Need some male advice...


How do I get my shy husband to talk to me about sex(I am also a little shy about this topic). We are to the point in our marriage where I don't want him to get bored. We currently have sex about 3 times a week and have been married for coming on 5 years. I just want to know what he wants.


----------



## I Notice The Details (Sep 15, 2012)

Early in our marriage, we learned about a technique called "His 30 Minutes / Her 30 Minutes". Basically, you pick a special time for him and, during his 30 minutes, he can ask you for anything he wants or desires...sexually. You can fulfill his wishes, or pass on specific requests if you are too uncomfortable, and he will give you another request. The focus is on his pleasure.

On another night, it is Her turn, and she gets 30 minutes of whatever she wants/desires. The focus is on her pleasure. I learned alot about what my wife wants, how she likes to be touched, teased, kissed...because she came out and requested it during her 30 minutes. 

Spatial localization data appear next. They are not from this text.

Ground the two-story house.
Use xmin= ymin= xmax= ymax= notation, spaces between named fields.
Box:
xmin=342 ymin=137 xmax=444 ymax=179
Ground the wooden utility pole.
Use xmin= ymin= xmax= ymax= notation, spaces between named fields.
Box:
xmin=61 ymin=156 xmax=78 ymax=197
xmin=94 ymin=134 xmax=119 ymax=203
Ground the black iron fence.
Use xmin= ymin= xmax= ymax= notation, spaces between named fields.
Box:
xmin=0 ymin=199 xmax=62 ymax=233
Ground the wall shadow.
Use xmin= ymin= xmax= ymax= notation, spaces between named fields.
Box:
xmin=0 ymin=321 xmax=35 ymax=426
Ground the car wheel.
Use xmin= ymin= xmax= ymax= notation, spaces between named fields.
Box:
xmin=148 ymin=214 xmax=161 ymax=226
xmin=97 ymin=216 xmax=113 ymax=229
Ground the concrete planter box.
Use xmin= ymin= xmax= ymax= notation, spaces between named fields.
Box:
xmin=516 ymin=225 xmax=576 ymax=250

Likewise, she learned exactly how I like my body teased, kissed, stroked....etc. If forces each person to communicate what they want, and allows the other person to lovingly please them. You will each get bolder with your requests each time you do this. Trust me. 

Try it! We have done it many times over the years. It works and is fun at the same time. We have turned it into 1 hour sessions, and when my wife is really stressed, I love to surprise her with fresh flowers, and a card that says she gets an hour of total pleasure...whatever she desires. :


----------



## Hope1964 (Sep 26, 2011)

You could also try buying some books that cover it. Passionate Marriage is one, although it's a tough read. It's covered in His Needs Her Needs also. Or, there's those 101 nights of Great Sex books, or books that have an idea on each page and you pick a page from a chart. 

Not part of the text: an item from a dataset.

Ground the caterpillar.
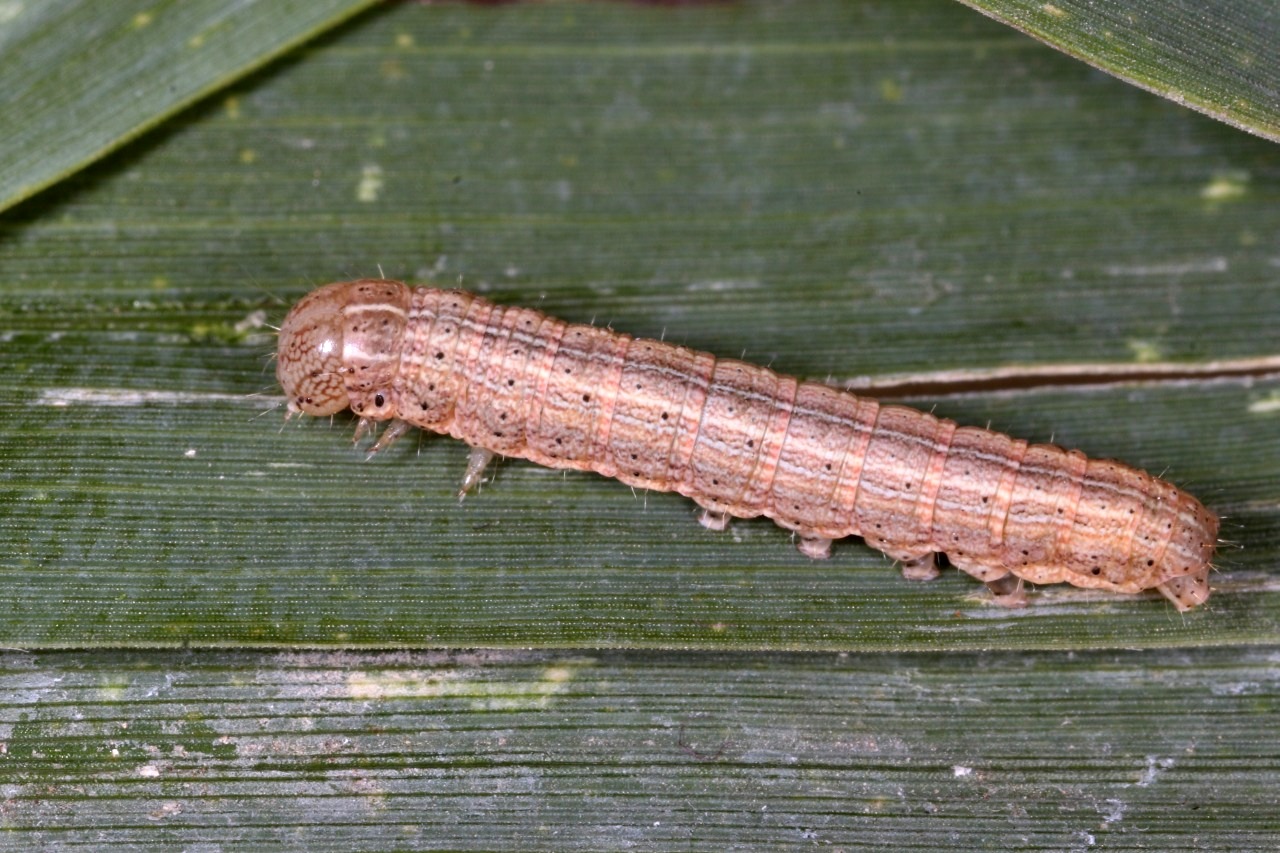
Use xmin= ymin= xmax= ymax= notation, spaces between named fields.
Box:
xmin=276 ymin=279 xmax=1218 ymax=610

Or try a 'jar'. Put some ideas in it and pick one whenever the mood strikes either of you.


----------



## elizabethdennis (Jan 16, 2013)

This sounds like a great idea, not just for newly weds but for those who have been married for several years already. This could rekindle your romance in a light and at the same time exciting way. I should give this a try! Lol


----------



## I got this (Feb 25, 2013)

I am a big advocate of writing a letter and ask him. My wife and I have done it before when we were having a tough time and talking would result in argument. We are both very assertive and would often give the other person too much to repsond to at once. In written form, nothing gets missed


----------